Estava assim menos frio e adormeceu.
Não sei como é que o gaiato consegue dormir nestas condições. Bateu-lhe forte o bagaço. Comentava um.
A noite foi avançando entremeando-se entre umas anedotas e conversas preocupadas, agravadas pelas noticias que iam chegando.
O tráfego era pouco. De vez em quando um carro. Um lamento - caramba acabei de ser revistado em Montemor - ou uma palavra de alento - força camaradas.
Ainda tardavam as luzes da manhã, quando do lado de Vendas Novas surgiu a toda a velocidade um carro que rodopiando e fazendo pião se imobilizou junto à fogueira.
Todos entraram em pânico. De dentro do carro, saiu esbaforido o Costa, um camarada conhecido de quase todos.
Ai sacana que já o matas-te! Berrou-lhe o João Ladeiras
Mais esbaforido ficou: «matei, matei quem?».
O gaiato, o João, que estava ali a dormir na valeta.
E a dormir continuava, com a roda da frente do lado direito do carro do Costa a palmo, palmo e meio da sua cabeça.
Porra, que cagaço.
Pois acordem-no que vamos levantar ferro. Temos de ir todos para Vendas Novas fazer uma grande barricada que impeça que os chaimites de Estremoz cheguem a Lisboa, gritava o Costa.
E assim se fez, uns de carro, aos sete e oito em cada um, outros de motoreta, outros na caixa de carga da camioneta da ucp e fizeram-se à estrada.
Chegaram a Vendas Novas ainda não amanhecera.
Na estrada, junto ao Quartel, largas centenas barricavam por completo a passagem. Os chaimites para chegarem a Lisboa teriam que passar por ali e por ali não passariam, asseguravam.
Um soldado dali, todo desbarrigado e com claros sinais de embriaguez afiançava: «Só que houvesse ali (e apontava para o quartel) mais dois ou três como eu e nem precisávamos de estar aqui barricados, varríamos-los da face da terra. Temos ali armas bem capazes disso…

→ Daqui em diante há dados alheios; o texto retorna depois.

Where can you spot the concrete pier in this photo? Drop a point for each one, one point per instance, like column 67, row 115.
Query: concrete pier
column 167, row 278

Dos lados de Montemor aproxima-se uma viatura, com potentes luzes, mas a baixa velocidade. Aproximou-se e deu para perceber que as potentes luzes eram de um holofote com que agora varria com o seu feixe a multidão, como que a fazer o reconhecimento. Alguns metros antes da barricada parou. Vimos que um corpo se ergueu e munido de megafone, berrou: Têm dois minutos para desimpedir a passagem. Fez rápida inversão e voltou para de onde veio.
A multidão gritava. Aqui não passarão.
Decorrido algum tempo que para os barricados parecia uma eternidade, avista-se ao longe de novo a tal luz de há pouco.
Só que desta vez a muito maior velocidade e ouve-se um som estridente. O som do atrito provocado pelos rodados dos carros de combate no asfalto.
Ficou perceptível para todos os que ali estavam que não tinham a menor intenção de parar. Quanto mais se aproximavam, mais aceleravam.
O Jeep que encabeçava o desfile, cedeu já próximo, o lugar de comando a um dos carros de combate. Ficaram aí claras as intenções sanguinárias.
E quando já mais nada havia a fazer a multidão abriu alas e a coluna seguiu a alta velocidade para Lisboa.
Gritos, assobios, protestos, uma ou outra pedra atirada. Impotência.
Muitos sentiram ali o desmoronar dos seus breves sonhos.
João ainda estava atónito.
O regresso foi a pé. Ele e mais alguns.
Na confusão da desmobilização, os transportes não chegaram para todos.
E fizeram-se à estrada. Sem vontade de conversas. Quase em silêncio.
Três longas e penosas horas.
À chegada, só os familiares. Aflitos. Haviam-lhe dito que tinham sido presos.
Que tinham ido para Caxias.
Aqueles dias frios e tristes de Novembro anunciavam trazer de novo as trevas consigo.